Dynamics of meiotic chromosomes and CO during meiosis.

(A) Changes in meiotic chromosomes for recombination during meiosis. At the leptotene stage, chromosomes form axis elements and DSBs are generated in excess. A subset of DSBs are repaired as COs. In the zygotene stage, assembly of the SC is initiated at designated CO sites. In the pachytene stage, SC assembly is complete. ZMM MSH4/5, HEI10 and MLH1/3 localize to CO sites. In the diplotene stage, SC disassembles and homologs remain linked by COs. In the diakinesis stage, chromosomes condense and COs can be detected by acid spreading. In metaphase I, chromosomes are highly compacted and bivalents align at the metaphase I plate, linked by COs called as chiasmata. (B) Model of meiotic recombination. SPO11 and its accessory proteins catalyze the formation of meiotic DSBs. DSB ends are resected to produce 3′ single-strand tails which, with the help of RAD51 and DMC1, invade non-sister chromatids to form D-loops. The majority of D-loops are resolved into non-COs while approximately 5% of D-loops mature into COs via two pathways. Class I COs are interference sensitive and depend on ZMMs and MLH1/3, representing approximately 85%-90% of total COs. Class II COs are non-interfering, formed by MUS81, and restricted by anti-CO factors such as FANCM.
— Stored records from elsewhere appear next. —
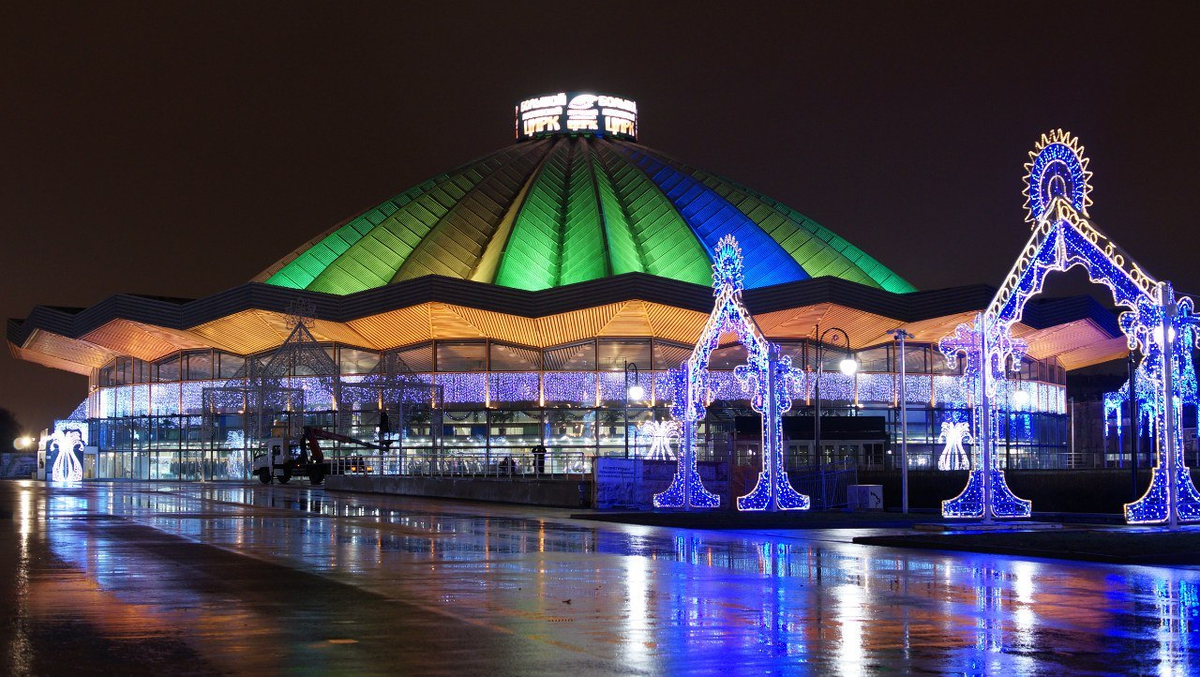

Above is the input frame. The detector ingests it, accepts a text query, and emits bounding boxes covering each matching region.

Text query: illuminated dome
[254,92,914,294]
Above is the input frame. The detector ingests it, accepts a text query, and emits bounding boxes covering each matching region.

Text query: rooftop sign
[516,91,637,140]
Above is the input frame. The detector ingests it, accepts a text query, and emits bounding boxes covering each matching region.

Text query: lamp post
[1004,384,1030,471]
[1117,351,1141,501]
[622,360,646,459]
[888,329,912,515]
[812,324,858,466]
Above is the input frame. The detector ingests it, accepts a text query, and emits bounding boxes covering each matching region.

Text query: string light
[937,421,974,471]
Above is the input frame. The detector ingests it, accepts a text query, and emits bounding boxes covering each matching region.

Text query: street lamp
[1004,381,1030,471]
[812,324,858,466]
[888,329,912,515]
[622,360,646,459]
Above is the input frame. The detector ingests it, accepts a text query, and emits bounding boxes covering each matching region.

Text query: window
[187,351,212,381]
[708,343,746,370]
[217,353,246,378]
[437,341,487,371]
[596,339,650,371]
[546,341,596,371]
[854,346,888,371]
[158,355,180,382]
[654,341,692,371]
[491,343,541,371]
[338,348,379,373]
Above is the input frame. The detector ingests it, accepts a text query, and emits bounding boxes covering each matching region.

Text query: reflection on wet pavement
[0,483,1200,675]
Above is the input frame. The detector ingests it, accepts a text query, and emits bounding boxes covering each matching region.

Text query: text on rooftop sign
[516,91,637,140]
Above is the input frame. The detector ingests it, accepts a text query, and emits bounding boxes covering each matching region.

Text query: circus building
[7,92,1126,480]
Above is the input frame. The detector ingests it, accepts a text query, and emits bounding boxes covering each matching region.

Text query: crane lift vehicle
[251,425,388,485]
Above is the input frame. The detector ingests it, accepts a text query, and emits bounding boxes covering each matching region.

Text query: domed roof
[256,134,914,294]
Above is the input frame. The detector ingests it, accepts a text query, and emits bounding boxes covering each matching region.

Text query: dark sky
[0,1,1200,429]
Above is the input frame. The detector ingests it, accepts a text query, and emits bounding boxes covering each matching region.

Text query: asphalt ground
[0,481,1200,677]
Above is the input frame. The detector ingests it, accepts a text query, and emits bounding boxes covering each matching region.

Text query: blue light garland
[654,235,809,510]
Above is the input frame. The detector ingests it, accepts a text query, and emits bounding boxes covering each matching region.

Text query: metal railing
[330,450,592,479]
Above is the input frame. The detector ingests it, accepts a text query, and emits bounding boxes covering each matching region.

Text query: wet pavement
[0,481,1200,677]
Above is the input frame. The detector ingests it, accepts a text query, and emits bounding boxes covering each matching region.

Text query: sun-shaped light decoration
[713,235,745,295]
[1024,130,1092,224]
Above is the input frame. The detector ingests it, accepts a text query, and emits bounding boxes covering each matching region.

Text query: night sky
[0,1,1200,430]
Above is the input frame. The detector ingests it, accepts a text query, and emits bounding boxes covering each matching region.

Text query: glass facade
[77,339,1068,480]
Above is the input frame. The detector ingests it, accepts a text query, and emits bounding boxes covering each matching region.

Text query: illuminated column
[738,343,810,511]
[1158,282,1180,529]
[654,359,721,510]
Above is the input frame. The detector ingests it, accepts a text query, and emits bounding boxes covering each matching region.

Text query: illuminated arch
[654,235,809,510]
[940,130,1200,525]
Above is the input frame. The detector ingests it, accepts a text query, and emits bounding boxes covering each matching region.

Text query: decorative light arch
[654,235,809,510]
[940,130,1200,526]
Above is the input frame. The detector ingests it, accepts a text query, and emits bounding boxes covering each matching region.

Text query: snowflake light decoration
[47,421,88,483]
[937,421,974,471]
[713,235,745,296]
[640,420,679,461]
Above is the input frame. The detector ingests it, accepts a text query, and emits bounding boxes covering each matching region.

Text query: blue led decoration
[654,235,809,510]
[1025,130,1092,223]
[940,130,1200,526]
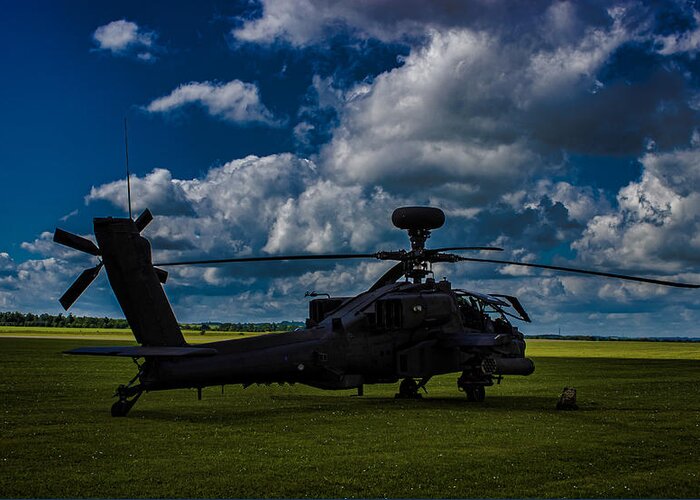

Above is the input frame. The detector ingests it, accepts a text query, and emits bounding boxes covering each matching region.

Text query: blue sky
[0,0,700,336]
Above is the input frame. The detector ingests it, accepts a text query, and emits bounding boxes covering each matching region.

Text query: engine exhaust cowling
[481,358,535,375]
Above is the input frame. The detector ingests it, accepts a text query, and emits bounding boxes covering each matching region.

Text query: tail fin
[93,217,187,346]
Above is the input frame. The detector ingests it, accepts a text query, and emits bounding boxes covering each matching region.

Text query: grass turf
[0,338,700,497]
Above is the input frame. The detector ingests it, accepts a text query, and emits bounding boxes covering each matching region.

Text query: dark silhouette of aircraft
[54,207,700,416]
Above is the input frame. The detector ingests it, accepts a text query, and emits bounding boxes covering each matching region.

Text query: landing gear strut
[463,384,486,402]
[111,358,143,417]
[394,378,423,399]
[112,385,143,417]
[457,370,493,402]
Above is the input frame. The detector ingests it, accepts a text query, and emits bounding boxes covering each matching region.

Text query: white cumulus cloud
[92,19,158,62]
[146,80,281,126]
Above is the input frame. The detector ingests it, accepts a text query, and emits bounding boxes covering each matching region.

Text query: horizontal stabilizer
[437,333,512,347]
[63,345,218,358]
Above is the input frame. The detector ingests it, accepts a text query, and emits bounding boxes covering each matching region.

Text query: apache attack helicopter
[54,207,700,416]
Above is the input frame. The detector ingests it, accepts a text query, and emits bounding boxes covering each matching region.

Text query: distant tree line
[525,334,700,342]
[0,311,304,332]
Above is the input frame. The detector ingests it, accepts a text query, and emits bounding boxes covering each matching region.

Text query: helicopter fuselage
[141,281,532,390]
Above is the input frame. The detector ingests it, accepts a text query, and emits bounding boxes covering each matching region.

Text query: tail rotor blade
[153,266,168,285]
[53,228,100,256]
[58,263,102,311]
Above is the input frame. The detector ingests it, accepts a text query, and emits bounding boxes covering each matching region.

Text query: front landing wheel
[464,385,486,402]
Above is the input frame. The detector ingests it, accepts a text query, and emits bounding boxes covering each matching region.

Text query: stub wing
[437,333,512,347]
[63,345,218,358]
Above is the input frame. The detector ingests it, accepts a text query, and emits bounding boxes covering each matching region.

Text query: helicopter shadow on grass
[133,395,568,424]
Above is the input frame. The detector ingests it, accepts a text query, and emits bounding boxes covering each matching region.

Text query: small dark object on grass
[557,387,578,410]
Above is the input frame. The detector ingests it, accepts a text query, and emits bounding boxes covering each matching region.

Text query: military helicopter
[54,207,700,417]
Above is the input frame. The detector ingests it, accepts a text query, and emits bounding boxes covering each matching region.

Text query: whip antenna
[124,118,133,219]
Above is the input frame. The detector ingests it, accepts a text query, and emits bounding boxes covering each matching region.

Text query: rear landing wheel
[395,378,421,399]
[111,400,133,417]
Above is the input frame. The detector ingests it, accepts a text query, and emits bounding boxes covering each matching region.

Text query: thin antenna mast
[124,117,133,219]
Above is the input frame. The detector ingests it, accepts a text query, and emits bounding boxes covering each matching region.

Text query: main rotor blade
[455,256,700,288]
[58,263,102,311]
[153,253,377,267]
[53,228,100,256]
[426,247,503,252]
[368,262,406,292]
[134,209,153,233]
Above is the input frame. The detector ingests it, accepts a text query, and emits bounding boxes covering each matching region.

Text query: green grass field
[0,332,700,497]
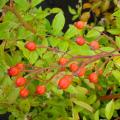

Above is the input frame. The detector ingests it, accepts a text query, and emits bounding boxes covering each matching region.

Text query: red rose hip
[20,88,29,98]
[25,42,36,51]
[88,72,98,83]
[77,67,86,77]
[16,63,25,71]
[98,69,103,75]
[58,75,72,89]
[76,36,85,46]
[59,58,68,66]
[8,67,19,76]
[74,21,86,29]
[70,63,78,72]
[36,85,46,95]
[15,77,26,87]
[90,41,100,50]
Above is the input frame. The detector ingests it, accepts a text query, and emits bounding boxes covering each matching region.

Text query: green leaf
[19,99,30,112]
[103,61,113,76]
[105,100,114,120]
[0,0,8,10]
[28,51,39,64]
[107,28,120,35]
[88,94,97,104]
[31,0,44,7]
[52,11,65,35]
[86,26,104,39]
[112,70,120,84]
[64,25,83,39]
[0,104,7,114]
[72,98,94,113]
[58,40,69,52]
[7,88,19,104]
[14,0,29,11]
[115,36,120,48]
[68,6,76,15]
[113,9,120,17]
[115,99,120,110]
[94,110,99,120]
[100,47,114,52]
[72,107,80,120]
[50,8,61,13]
[48,37,61,47]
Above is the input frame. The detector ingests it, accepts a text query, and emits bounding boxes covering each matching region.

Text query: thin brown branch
[99,94,120,101]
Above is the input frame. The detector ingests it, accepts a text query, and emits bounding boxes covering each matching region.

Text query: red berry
[90,41,100,50]
[59,58,68,65]
[16,63,25,71]
[76,36,85,46]
[88,72,98,83]
[60,67,66,71]
[70,63,78,72]
[15,77,26,87]
[8,67,19,76]
[98,69,103,75]
[74,21,86,29]
[58,75,72,89]
[20,88,29,98]
[36,85,46,95]
[25,42,36,51]
[77,67,86,77]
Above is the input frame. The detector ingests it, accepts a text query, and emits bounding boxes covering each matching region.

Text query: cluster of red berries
[8,21,102,97]
[8,63,46,97]
[58,58,103,89]
[74,21,100,50]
CO frequency and distribution are tightly regulated, which is manifested in phenomena such as CO homeostasis, assurance, and interference. However, the underlying mechanisms remain elusive. COs are homeostatically controlled in many organisms, maintaining consistent CO frequencies despite variations in the number of DSBs in yeast, mice, and the nematode Caenorhabditis elegans (Cole et al., 2012; Martini et al., 2006; Rosu et al., 2011; Yokoo et al., 2012). However, COs are somewhat less strictly controlled in plants (Sidhu et al., 2015; Xue et al., 2018). CO interference refers to non-random spacing of COs along the chromosome, with the occurrence of one CO inhibiting the formation of adjacent COs (Zickler and Kleckner, 1999). The occurrence of more than two COs per pair of homologs is rare among most species (Fernandes et al., 2018) and CO patterns not following Poisson distribution show the effect of interference (Berchowitz and Copenhaver, 2010). Specifically, COs are favored in narrow regions of approximately 1-2 kb at gene promoters, terminators and specific DNA transposons in plants, called recombination hotspots, where nucleosome density and DNA methylation levels are low (Choi, 2017; Choi and Henderson, 2015).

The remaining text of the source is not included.